Apache Superset - A Swiss Army Knife for Analyzing Data

haripranav

Hari Pranav A

Posted on February 21, 2022

Apache Superset - A Swiss Army Knife for Analyzing Data

Image description# Apache Superset A Visualization Tool

Apache Superset is a an open source visualization tool which provides out of the box integrations with a wide variety of databases and cloud platfroms. It can be easily deployed on EC2 machines and has great features which meet the production grade requirements like

  1. POWERFUL YET EASY TO USE

Quickly and easily integrate and explore your data, using either our simple no-code viz builder or state of the art SQL IDE.

  1. INTEGRATES WITH MODERN DATABASES

Superset can connect to any SQL based data source through SQLAlchemy, including modern cloud native databases and engines at petabyte scale.

  1. MODERN ARCHITECTURE

Superset is lightweight and highly scalable, leveraging the power of your existing data infrastructure without requiring yet another ingestion layer.

  1. RICH VISUALIZATIONS AND DASHBOARDS

Superset ships with a wide array of beautiful visualizations. Our visualization plug-in architecture makes it easy to build custom visualizations that drop directly into Superset.

Why Superset is production ready and can be compared to various BI tools like Quicksight and Power BI and Metabase

  1. ROW LEVEL SECURITY:

Superset allows us to manage access to the different rows in a particular database or table by giving the flexibility of specifying a field or column for which access is to be denied.

USE CASE :

Assuming we have a table from a database containing branch level data (1 lakh records) as the unique key, and if we have to generate analytics for each branch then that would mean we have to generate 1 lakh dashboards. Superset helps us to easily manage this scenario by allowing us to specify the various roles and the access to the data, which means that we can create a single dashboard and create views to the different users based on the roles.

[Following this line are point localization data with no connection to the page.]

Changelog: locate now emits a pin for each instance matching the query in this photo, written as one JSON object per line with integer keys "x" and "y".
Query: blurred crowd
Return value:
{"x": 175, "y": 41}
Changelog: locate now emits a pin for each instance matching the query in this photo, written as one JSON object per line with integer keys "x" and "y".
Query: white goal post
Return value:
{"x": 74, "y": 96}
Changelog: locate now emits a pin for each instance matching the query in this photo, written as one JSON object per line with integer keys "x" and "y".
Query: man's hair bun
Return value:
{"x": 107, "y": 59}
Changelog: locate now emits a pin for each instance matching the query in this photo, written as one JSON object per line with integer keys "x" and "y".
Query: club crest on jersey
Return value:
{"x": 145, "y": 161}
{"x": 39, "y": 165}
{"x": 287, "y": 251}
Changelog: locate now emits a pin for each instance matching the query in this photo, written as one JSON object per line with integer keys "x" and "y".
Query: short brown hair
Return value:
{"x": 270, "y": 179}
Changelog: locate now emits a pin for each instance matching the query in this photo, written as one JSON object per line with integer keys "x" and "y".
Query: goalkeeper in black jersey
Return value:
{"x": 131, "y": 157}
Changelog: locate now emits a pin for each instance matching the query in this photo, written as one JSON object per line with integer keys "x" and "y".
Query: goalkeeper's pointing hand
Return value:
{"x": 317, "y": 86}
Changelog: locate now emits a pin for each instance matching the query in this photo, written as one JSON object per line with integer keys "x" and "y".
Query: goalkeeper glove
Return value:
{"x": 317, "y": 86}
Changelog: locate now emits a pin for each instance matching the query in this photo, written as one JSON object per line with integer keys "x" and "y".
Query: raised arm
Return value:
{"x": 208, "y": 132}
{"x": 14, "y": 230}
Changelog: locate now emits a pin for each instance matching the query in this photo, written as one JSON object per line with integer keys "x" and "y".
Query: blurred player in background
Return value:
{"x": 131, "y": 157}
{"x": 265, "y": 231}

  1. GRANULARITY IN PERMISSIONS:

Superset offers us the flexibility of creating ROLES and specifying the permissions for each role. There are multiple drag and drop permissions which can be easily added to a CUSTOM role ensuring fine granularity in the permissions.

USE CASE:

When we have a large number of parties who want various views on a particular dashboard it becomes very difficult to create them. Hence Superset offers a granular approach based on ROLES which allows the admin to manage the groups and assign the users to the particular group as and when they are created.

  1. AUTO MAILING FEATURE AND SHARING OF DATA:

Superset allows us to configure mailing services which automates the entire process of creation to sharing of data to the respective stakeholder’s email.

USE CASE:

It is often difficult to share the dashboards in a standard format when there a large number of parties involved. Hence in Superset we can give the features of auto mailing which allows the admin to automate the sending and mailing of the dashboards.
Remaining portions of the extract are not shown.